La puerta se abrió de un tirón tan potente que las bisagras se 


rompieron. Dos soldados rasos entraron con los fusiles en 
alto, listos para disparar. 

—¡Lo hemos encontrado! ¡Localizamos al primer ministro! 


—gritó uno—. Ya está todo bien, señor. Ahora lo llevaremos 
a casa. 

Estaría hecho un cristo, desde la cabeza hasta los pies, pero 


tuvieron la consideración de no mencionarlo. Salí al pasillo y 
me encontré con multitud de soldados que aplaudieron 
según pasaba a su altura. Solo tenía fuerzas para inclinar la 
cabeza o alzar la mano de vez en cuando. Al salir de la casa, 
me aguardaba uno de mis generales, que me dedicó un 
saludo marcial. 

—Señor, han ocurrido muchas cosas durante su cautiverio. 


La guerra va bien… 

¿El militar pensaba de verdad que me importaba la evolución 


de la guerra? Si era sincero conmigo mismo, no esperaba 
triunfar. Como muerto en vida, ya me habían arrebatado lo 
más preciado que existe. El golpe de Estado había sido un 
medio para alcanzar la justicia. Solo pedía al Señor que me 
permitiera vivir lo suficiente para ver arrodillado al primer 
ministro, aunque luego todo se fuera al carajo. Hambre, 
sueño y fatiga se confabularon para impedirme pensar, 
sentir o indagar: estaba hecho polvo. 

—Muchas gracias, general. Me gustaría ser un superhombre, 


pero me estoy muriendo de agotamiento. Solo aguanto de pie 
por la enorme ilusión de los hombres. Aprovecharé para 
dormir en el coche. Ya hablaremos en el ministerio, ¿le 
parece? 

Un tenue rubor se extendió por su cara. 

—Por supuesto, señor. Debería haber previsto este detalle. 

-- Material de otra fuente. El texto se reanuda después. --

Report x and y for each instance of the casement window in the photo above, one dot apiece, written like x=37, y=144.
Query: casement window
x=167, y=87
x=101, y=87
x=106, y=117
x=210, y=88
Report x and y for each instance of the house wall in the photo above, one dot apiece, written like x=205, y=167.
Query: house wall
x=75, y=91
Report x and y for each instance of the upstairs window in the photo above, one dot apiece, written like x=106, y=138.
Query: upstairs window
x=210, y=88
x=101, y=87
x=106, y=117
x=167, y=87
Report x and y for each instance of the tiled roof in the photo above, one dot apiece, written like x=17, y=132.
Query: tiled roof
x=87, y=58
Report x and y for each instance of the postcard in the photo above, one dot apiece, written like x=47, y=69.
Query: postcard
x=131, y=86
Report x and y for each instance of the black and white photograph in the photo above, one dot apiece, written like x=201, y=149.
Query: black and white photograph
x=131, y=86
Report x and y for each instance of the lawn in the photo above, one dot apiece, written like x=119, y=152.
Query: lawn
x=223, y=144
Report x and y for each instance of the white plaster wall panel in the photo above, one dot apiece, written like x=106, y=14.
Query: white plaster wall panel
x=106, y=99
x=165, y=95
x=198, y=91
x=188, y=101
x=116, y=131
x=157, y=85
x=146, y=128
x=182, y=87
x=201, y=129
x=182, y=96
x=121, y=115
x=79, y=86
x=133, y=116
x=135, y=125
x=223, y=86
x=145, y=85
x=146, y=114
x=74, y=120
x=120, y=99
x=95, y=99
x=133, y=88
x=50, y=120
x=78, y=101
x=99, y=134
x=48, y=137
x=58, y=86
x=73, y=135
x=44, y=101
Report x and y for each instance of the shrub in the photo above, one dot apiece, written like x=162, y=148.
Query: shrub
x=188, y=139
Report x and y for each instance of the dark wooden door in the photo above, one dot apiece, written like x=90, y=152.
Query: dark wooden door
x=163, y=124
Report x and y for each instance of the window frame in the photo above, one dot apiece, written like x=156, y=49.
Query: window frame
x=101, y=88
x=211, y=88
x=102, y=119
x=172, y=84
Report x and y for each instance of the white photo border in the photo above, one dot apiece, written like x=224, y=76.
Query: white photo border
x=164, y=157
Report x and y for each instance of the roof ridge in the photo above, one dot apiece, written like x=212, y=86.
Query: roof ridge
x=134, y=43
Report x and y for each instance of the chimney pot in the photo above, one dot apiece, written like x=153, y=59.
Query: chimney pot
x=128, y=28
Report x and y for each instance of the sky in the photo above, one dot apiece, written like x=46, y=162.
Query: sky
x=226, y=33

—Nadie es perfecto, general, yo el primero. No hay nada que 
reprochar. 

Los diálogos con mi hijo me habían ayudado a tomar una 


decisión: llamaría a mi mujer a la vuelta, aunque me 
rechazara. 

Una vez dentro del coche, dudaba si pedir a Dios soñar o no 
con mi Alexei antes de caer rendido bajo el manto de la 
inconsciencia. Los muertos en vida también teníamos 
derecho a olvidar durante un rato, ¿no?